Janus is the Roman god of beginnings and endings. He’s a protector of gates, doorways and transitions. January takes its name from this tow headed god, and it makes us wonder why it took so long to celebrate the new year in January, but it did.
January Culture Overview
Fortunately for anyone born in January, their birthstone is the Garnet which comes in a wide variety of stunning colors.
Capricorns and Aquarius are born in January. You share your birthday month with Elvis Presley, Virginia Woolf, JRR Tolkien, Bessie Coleman, Martin Luther King, Martin Luther King Jr., Jeannette Piccard, J.D. Salinger, Zora Hurston, A.A. Milne, Carrie Chapman Catt, Edgar Allan Poe, Alma Ziegler, and Dian Fossey.

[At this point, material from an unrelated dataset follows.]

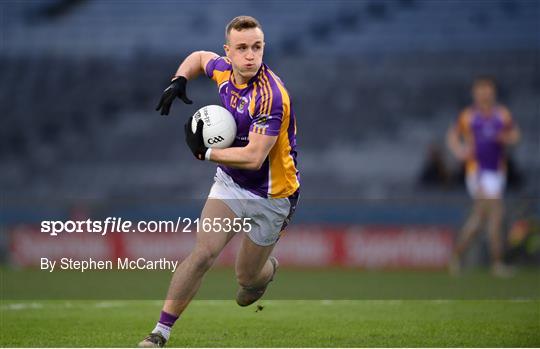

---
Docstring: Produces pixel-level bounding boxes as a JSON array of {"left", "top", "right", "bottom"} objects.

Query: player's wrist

January is often a month of new beginnings and endings. Some of us embark on new health club memberships in an attempt to end old habits. Our new year’s resolutions help kick off healthy habits placing us squarely on a path of health and renewal. While some of us succeed, many admit we will need to keep trying. New beginnings don’t always have to do with our physical self, though. Sometimes we challenge ourselves to new adventures or lifestyles.
Standardly, many insurance policies start new in January. It’s also a time to hang up a fresh new calendar.